E eis que se abre uma das portas centrais do Queen Elisabeth Hall e uma fanfarra de coreto atravessa o corredor, para sair pela porta oposta, como se vinda de um outro lado qualquer, de um outro filme, ou mesmo de uma outra dimensão.No palco está Christian Marclay (pratos) e uma trupe de músicos de renome dentro do circuito da música improvisada – Steve Beresford (piano, “coisas”), John Butcher (saxofone), Alan Tomlinson (trombone) e Mark Sanders (bateria, percussões) – ena tela projecta-se uma sequência colada de retalhos de filmes em que fanfarras desfilam num trovoar militar rítmico. Estamos a falar de Everyday de Christian Marclay, inserido na programação do festival Ether.
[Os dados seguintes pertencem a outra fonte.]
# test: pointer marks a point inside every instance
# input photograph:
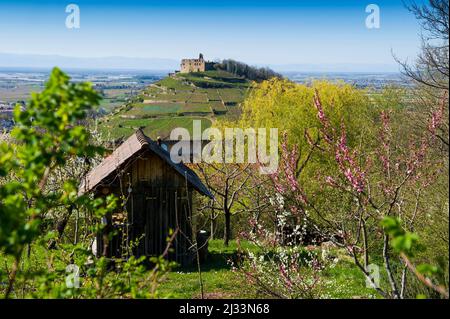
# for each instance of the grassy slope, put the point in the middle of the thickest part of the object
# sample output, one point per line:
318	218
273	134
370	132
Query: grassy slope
343	280
176	102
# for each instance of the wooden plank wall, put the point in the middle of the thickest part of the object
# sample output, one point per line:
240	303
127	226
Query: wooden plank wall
160	201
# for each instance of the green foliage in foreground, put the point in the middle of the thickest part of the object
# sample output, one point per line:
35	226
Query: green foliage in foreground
48	135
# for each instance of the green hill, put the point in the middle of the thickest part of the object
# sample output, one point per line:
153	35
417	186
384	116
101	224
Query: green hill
176	101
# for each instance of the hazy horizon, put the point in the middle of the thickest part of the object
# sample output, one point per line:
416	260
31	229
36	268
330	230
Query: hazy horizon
13	60
305	34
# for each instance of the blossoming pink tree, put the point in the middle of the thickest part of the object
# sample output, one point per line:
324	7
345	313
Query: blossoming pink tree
374	183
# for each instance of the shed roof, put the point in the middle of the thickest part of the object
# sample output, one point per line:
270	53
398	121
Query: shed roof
132	146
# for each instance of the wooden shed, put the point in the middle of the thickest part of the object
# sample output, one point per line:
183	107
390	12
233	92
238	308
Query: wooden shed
156	197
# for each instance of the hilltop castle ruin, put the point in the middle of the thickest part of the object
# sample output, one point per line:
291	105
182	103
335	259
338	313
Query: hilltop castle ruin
195	65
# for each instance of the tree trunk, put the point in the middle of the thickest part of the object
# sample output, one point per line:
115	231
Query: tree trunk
227	235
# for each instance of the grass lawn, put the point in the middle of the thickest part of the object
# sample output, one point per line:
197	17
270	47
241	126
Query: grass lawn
343	280
219	280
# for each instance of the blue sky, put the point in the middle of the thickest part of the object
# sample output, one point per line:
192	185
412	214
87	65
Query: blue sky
257	32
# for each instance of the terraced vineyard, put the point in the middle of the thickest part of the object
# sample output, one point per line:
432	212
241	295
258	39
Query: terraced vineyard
176	101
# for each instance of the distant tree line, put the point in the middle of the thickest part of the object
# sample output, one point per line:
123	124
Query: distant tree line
247	71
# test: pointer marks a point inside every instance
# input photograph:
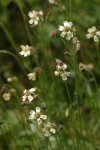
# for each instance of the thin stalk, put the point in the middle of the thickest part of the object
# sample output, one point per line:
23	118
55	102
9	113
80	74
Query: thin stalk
13	55
25	22
60	141
9	37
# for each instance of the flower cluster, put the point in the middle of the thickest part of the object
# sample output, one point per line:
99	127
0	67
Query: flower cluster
67	30
61	70
36	17
39	117
30	95
26	50
36	115
93	33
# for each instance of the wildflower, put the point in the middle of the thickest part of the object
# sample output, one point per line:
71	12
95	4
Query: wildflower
86	67
93	33
67	112
49	128
32	76
6	96
52	1
11	79
35	17
36	115
61	70
26	50
30	95
82	67
43	106
67	30
77	44
52	34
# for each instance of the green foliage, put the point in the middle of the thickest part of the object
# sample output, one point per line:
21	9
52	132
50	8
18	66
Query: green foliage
73	105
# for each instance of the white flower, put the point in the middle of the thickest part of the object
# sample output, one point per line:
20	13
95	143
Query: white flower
29	95
35	17
61	71
93	33
6	96
67	30
32	76
26	50
36	115
49	128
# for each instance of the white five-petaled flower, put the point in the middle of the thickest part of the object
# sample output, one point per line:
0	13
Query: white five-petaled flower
49	128
36	115
32	76
61	71
26	50
29	95
36	17
93	33
67	30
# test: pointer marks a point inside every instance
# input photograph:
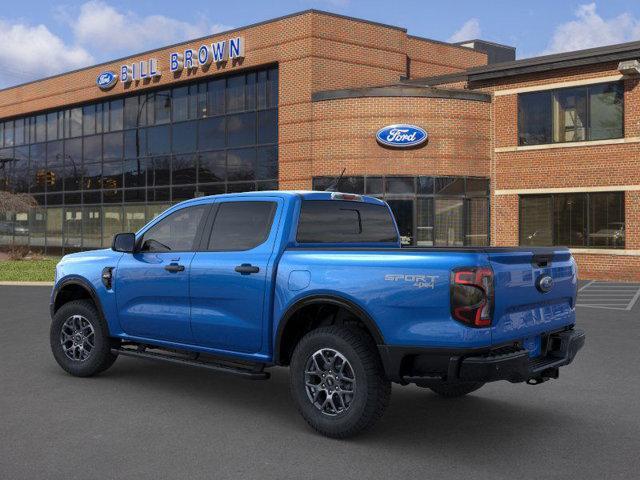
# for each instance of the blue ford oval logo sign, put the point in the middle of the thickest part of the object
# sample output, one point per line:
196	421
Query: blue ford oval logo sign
106	80
401	136
544	283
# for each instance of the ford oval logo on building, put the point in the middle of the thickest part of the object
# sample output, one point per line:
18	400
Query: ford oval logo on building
106	80
401	136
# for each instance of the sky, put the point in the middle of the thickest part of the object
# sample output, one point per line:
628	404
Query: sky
39	38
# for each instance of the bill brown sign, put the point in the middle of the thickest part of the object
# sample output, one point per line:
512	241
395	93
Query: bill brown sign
189	59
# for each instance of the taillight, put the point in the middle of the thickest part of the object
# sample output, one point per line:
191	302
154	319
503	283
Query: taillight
472	295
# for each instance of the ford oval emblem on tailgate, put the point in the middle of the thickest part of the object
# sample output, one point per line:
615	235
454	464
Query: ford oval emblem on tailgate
544	283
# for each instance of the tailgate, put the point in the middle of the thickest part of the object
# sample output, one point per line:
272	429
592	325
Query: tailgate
527	304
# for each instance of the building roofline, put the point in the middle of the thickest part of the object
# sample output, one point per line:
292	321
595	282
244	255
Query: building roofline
556	61
400	90
225	32
495	44
436	79
441	42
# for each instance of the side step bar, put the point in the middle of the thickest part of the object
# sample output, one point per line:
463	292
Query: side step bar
255	373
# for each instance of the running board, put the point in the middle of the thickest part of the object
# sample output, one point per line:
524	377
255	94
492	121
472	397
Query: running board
256	373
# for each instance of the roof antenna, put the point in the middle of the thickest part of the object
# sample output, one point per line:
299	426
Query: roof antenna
336	182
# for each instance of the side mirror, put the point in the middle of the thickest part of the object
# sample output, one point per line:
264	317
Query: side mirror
124	242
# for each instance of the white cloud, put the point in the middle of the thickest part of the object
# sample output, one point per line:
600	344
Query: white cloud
105	29
28	52
591	30
469	31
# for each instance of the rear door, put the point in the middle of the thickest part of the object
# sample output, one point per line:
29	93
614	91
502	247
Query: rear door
527	303
229	279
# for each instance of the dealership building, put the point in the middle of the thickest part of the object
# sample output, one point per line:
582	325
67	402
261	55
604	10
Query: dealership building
541	151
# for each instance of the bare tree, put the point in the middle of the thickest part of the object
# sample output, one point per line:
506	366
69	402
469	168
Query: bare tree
16	202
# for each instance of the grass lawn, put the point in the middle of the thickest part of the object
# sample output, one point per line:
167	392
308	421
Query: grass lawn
28	270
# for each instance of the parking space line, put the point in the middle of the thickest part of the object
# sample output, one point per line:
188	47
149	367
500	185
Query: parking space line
634	300
586	285
609	296
598	306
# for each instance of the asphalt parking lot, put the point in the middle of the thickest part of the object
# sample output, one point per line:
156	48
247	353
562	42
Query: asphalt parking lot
151	420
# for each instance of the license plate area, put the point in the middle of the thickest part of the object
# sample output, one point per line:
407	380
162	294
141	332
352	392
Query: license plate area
533	344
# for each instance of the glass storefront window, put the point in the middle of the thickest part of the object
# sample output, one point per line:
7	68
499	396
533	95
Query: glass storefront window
477	231
134	217
424	228
112	223
593	220
37	227
576	114
92	227
184	136
449	222
85	164
400	185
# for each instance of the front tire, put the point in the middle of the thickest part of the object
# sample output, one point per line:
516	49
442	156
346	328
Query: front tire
456	390
337	381
80	340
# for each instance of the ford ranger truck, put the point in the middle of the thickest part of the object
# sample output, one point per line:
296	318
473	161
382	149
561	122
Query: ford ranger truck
318	282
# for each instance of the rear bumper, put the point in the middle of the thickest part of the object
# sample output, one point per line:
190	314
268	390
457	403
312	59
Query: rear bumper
511	362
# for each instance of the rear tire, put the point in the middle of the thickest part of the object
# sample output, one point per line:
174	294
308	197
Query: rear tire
80	340
456	389
354	381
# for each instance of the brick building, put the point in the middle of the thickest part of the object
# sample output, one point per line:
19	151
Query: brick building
540	151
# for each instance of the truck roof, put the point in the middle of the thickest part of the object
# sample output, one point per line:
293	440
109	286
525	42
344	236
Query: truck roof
304	194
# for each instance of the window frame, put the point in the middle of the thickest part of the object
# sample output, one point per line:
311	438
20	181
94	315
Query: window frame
198	240
552	93
419	193
386	207
208	231
588	222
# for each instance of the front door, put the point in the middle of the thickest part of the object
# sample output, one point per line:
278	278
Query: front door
152	285
228	281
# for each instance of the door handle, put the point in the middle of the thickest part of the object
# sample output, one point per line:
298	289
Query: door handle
174	268
247	269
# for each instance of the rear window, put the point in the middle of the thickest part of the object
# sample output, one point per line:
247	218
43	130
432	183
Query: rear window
336	221
241	225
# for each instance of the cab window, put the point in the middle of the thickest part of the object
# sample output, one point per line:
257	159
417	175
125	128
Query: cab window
176	232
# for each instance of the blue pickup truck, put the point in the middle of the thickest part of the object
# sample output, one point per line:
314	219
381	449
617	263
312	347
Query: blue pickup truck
316	281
Um trabalho de 45 minutos, bem ao estilo daquilo que Marclay nos habituou, ensaiado para performances improvisadas, com músicos experimentados, e uma ideia elástica, mas também plástica, de banda-sonora.
Se as imagens cuidadosamente recortadas por Marclay são já em si um desafio ao embrulhar de sensações visuais e auditivas, quando acompanhadas por instrumentos adquirem uma dimensão extra, não só sonoro-musical mas também visual. Por um lado, o som associado às imagens (Marclay chama-lhes “eventos sonoros”) possui o condão de transformar elementos, à partida não-musicias (o bater a uma porta, o som de passos, ruídos diversos), em elementos musicais, numa clara piscadela de olho a conceitos de música concreta. Por outro lado, a exploração sonora de instrumentos musicais para lá do convencional faz precisamente o contrário ao obrigar os músicos a uma procura sónica que se aproxime da imagem. Ora, isto é precisamente o conceito de música para filmes. O que Marclay nos apresenta é uma perspectiva artística em que se colocam a nu os mais diversos processos de composição para o celulóide, sejam eles processos de design sonoro, sejam eles puras sinfonias estereotipadas. E isto tudo em apenas 45 minutos.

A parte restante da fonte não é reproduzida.